Providing judges with the ability to set cash bail based on public safety concerns is also high on the 2022 agenda for the New York State Sheriff’s Association.

Peter Kehoe, the association’s director, said his group is “working to convince legislators they are going in the wrong direction” with legislation dealing with public safety.

Another recent legislative change, stopping authorities from returning parole violators to prison for “technical” deviations from the conditions of their release, is drawing opposition now from the Public Employees Federation, which represents state parole officers.

Wayne Spence, the union president, told PEF members in a message circulated Monday that the union is preparing to stage a rally against the so-called “Less is More” parole law.

“Now that it is law, we won’t stop pointing out its flaws and pushing for amendments to mitigate its harmful effects,” Spence said.

In Cooperstown, Muehl linked the bail law changes to the fact that defendants in three separate felony drug prosecutions in his county could not be taken to trial because they had absconded.

Muehl said he would reconsider his plan to retire early if lawmakers worked to restore “balance” to the criminal justice system, but doubted such a move is likely.

“I don’t think they are going to back down from what they have done,” Muehl, 54 said.
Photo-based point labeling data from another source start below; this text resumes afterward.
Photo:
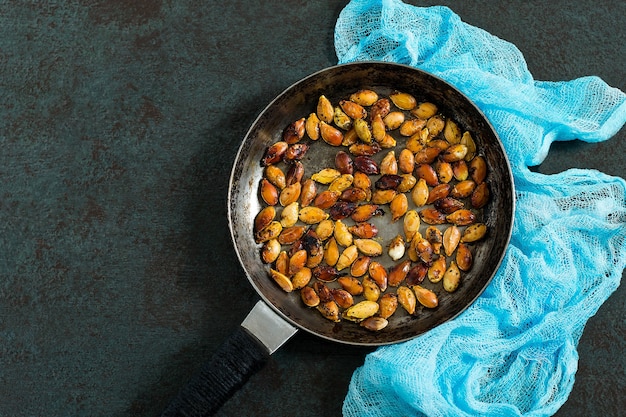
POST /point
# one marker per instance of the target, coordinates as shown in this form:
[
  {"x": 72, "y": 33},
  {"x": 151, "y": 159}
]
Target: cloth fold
[{"x": 513, "y": 352}]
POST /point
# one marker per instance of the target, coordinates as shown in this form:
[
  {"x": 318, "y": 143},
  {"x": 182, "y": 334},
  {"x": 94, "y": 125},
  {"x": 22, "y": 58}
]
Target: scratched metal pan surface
[{"x": 336, "y": 83}]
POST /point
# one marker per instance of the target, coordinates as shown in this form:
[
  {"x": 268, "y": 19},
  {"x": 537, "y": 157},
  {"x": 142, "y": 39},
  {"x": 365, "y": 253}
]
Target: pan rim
[{"x": 251, "y": 130}]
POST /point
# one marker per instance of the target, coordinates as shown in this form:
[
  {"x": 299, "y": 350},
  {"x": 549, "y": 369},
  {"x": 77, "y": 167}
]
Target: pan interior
[{"x": 338, "y": 83}]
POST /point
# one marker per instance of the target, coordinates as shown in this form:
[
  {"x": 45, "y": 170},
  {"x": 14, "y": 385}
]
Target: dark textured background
[{"x": 119, "y": 121}]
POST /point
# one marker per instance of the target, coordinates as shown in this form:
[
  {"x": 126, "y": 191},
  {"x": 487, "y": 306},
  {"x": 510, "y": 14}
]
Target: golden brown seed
[
  {"x": 282, "y": 280},
  {"x": 469, "y": 143},
  {"x": 427, "y": 172},
  {"x": 329, "y": 310},
  {"x": 411, "y": 126},
  {"x": 271, "y": 231},
  {"x": 312, "y": 215},
  {"x": 424, "y": 250},
  {"x": 432, "y": 216},
  {"x": 445, "y": 172},
  {"x": 437, "y": 269},
  {"x": 426, "y": 297},
  {"x": 361, "y": 311},
  {"x": 270, "y": 251},
  {"x": 451, "y": 239},
  {"x": 341, "y": 119},
  {"x": 365, "y": 212},
  {"x": 354, "y": 195},
  {"x": 464, "y": 257},
  {"x": 349, "y": 138},
  {"x": 290, "y": 235},
  {"x": 369, "y": 247},
  {"x": 460, "y": 170},
  {"x": 326, "y": 175},
  {"x": 344, "y": 163},
  {"x": 463, "y": 189},
  {"x": 269, "y": 192},
  {"x": 362, "y": 130},
  {"x": 407, "y": 299},
  {"x": 382, "y": 107},
  {"x": 341, "y": 183},
  {"x": 451, "y": 132},
  {"x": 393, "y": 120},
  {"x": 406, "y": 161},
  {"x": 374, "y": 324},
  {"x": 454, "y": 153},
  {"x": 478, "y": 169},
  {"x": 438, "y": 192},
  {"x": 342, "y": 297},
  {"x": 420, "y": 192},
  {"x": 301, "y": 278},
  {"x": 325, "y": 110},
  {"x": 326, "y": 199},
  {"x": 387, "y": 142},
  {"x": 364, "y": 97},
  {"x": 435, "y": 125},
  {"x": 407, "y": 183},
  {"x": 398, "y": 207},
  {"x": 403, "y": 101},
  {"x": 282, "y": 263},
  {"x": 396, "y": 248},
  {"x": 297, "y": 261},
  {"x": 424, "y": 110},
  {"x": 360, "y": 266},
  {"x": 435, "y": 237},
  {"x": 452, "y": 277},
  {"x": 308, "y": 192},
  {"x": 342, "y": 234},
  {"x": 378, "y": 274},
  {"x": 480, "y": 196},
  {"x": 362, "y": 181},
  {"x": 331, "y": 252},
  {"x": 427, "y": 155},
  {"x": 274, "y": 153},
  {"x": 276, "y": 176},
  {"x": 364, "y": 230},
  {"x": 312, "y": 126},
  {"x": 290, "y": 193},
  {"x": 379, "y": 130},
  {"x": 389, "y": 164},
  {"x": 330, "y": 134},
  {"x": 352, "y": 109},
  {"x": 347, "y": 258},
  {"x": 383, "y": 196},
  {"x": 462, "y": 217},
  {"x": 388, "y": 304},
  {"x": 398, "y": 273},
  {"x": 474, "y": 232},
  {"x": 371, "y": 290},
  {"x": 295, "y": 131},
  {"x": 264, "y": 218},
  {"x": 309, "y": 297},
  {"x": 325, "y": 229},
  {"x": 360, "y": 149},
  {"x": 351, "y": 284},
  {"x": 289, "y": 215}
]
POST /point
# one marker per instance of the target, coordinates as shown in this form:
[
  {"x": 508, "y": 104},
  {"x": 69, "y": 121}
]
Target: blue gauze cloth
[{"x": 513, "y": 352}]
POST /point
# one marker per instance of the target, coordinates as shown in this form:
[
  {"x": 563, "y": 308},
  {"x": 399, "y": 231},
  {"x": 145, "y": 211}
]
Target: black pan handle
[
  {"x": 235, "y": 361},
  {"x": 243, "y": 354}
]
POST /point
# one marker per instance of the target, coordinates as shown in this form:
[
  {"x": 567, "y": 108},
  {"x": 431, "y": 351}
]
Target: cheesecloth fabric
[{"x": 513, "y": 352}]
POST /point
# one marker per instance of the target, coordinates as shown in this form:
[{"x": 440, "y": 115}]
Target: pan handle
[{"x": 234, "y": 362}]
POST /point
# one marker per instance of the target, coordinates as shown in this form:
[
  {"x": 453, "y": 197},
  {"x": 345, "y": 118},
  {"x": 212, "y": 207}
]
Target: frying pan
[{"x": 278, "y": 315}]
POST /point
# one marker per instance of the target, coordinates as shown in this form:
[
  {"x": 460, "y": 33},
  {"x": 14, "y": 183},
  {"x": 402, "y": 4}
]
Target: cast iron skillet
[{"x": 244, "y": 353}]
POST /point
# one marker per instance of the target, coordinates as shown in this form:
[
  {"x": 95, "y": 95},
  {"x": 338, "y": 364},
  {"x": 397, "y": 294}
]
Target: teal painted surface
[{"x": 119, "y": 121}]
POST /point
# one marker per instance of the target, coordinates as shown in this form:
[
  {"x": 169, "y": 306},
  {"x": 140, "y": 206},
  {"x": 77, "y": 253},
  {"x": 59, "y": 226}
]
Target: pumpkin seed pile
[{"x": 316, "y": 230}]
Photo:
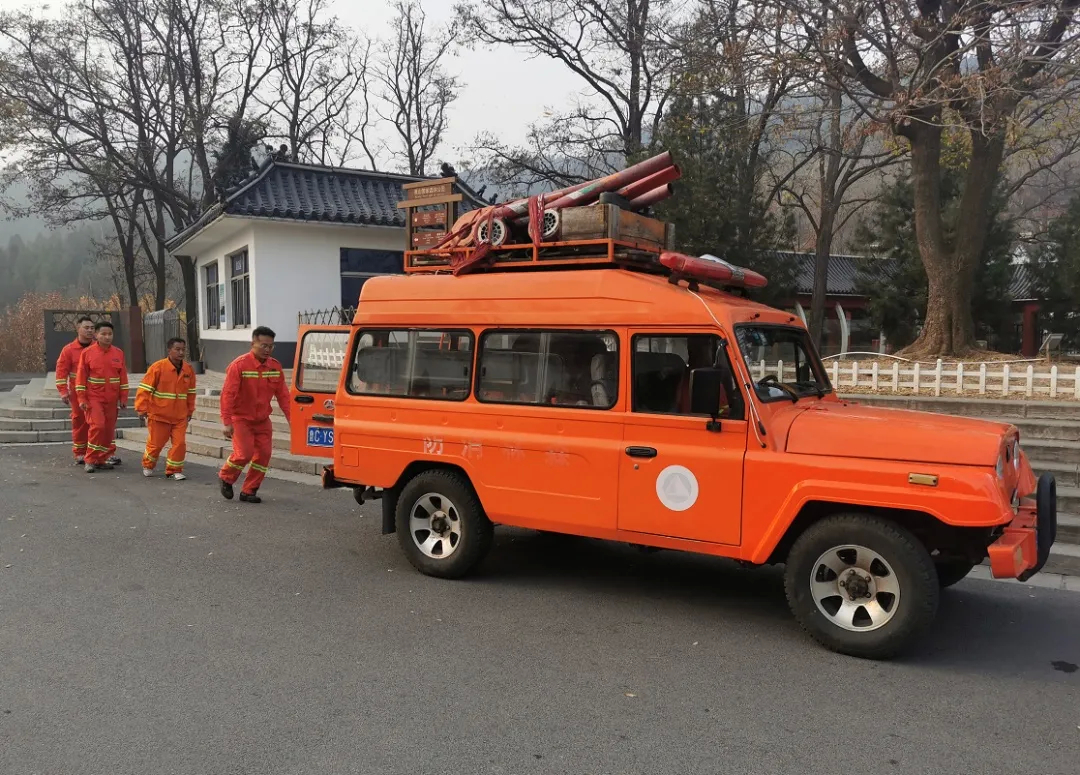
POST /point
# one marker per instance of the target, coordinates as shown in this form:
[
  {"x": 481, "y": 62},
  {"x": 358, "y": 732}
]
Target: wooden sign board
[
  {"x": 429, "y": 217},
  {"x": 423, "y": 240},
  {"x": 429, "y": 189}
]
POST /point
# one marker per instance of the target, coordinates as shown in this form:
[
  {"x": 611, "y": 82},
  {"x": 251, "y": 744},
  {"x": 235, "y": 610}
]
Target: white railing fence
[{"x": 956, "y": 379}]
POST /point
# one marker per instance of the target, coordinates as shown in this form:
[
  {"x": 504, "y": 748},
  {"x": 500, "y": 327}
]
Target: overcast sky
[{"x": 503, "y": 91}]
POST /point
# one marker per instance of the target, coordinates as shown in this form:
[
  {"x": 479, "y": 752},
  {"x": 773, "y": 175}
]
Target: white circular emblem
[{"x": 677, "y": 488}]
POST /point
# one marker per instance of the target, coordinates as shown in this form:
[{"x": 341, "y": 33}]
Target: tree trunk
[
  {"x": 129, "y": 259},
  {"x": 949, "y": 329},
  {"x": 945, "y": 313},
  {"x": 190, "y": 303},
  {"x": 823, "y": 248}
]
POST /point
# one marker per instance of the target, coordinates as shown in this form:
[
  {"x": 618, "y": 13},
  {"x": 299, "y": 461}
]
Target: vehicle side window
[
  {"x": 416, "y": 364},
  {"x": 322, "y": 355},
  {"x": 660, "y": 370},
  {"x": 549, "y": 368}
]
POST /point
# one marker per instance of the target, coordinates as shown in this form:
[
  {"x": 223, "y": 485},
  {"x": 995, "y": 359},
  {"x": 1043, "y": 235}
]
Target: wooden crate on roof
[
  {"x": 431, "y": 207},
  {"x": 593, "y": 234}
]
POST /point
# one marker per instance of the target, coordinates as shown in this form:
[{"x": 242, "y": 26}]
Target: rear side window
[
  {"x": 549, "y": 368},
  {"x": 322, "y": 355},
  {"x": 414, "y": 364}
]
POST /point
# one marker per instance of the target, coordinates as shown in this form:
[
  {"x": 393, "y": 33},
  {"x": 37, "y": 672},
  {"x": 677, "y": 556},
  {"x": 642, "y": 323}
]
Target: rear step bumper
[{"x": 1024, "y": 546}]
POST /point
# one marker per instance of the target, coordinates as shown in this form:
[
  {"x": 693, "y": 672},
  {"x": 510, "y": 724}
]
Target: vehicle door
[
  {"x": 677, "y": 477},
  {"x": 316, "y": 372}
]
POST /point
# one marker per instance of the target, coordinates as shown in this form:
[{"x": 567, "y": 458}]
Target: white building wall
[{"x": 297, "y": 268}]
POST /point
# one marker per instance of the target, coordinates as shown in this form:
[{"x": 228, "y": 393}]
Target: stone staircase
[
  {"x": 28, "y": 413},
  {"x": 1049, "y": 434}
]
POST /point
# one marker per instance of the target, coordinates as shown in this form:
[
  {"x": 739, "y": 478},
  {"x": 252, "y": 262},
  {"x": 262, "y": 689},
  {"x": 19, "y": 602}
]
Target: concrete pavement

The Republican was first elected to the post in 2003 and has 26 more months on his current term. As with all district attorneys, his $200,000 annual salary is set by state statute.

He also voiced frustration with an evidentiary disclosure requirement that he and other prosecutors believe could leave cooperating witnesses vulnerable to retaliation.

“When they are giving preferential treatment to criminals at the expense of law-abiding citizens,” Muehl said, “it’s time to just hang it up.”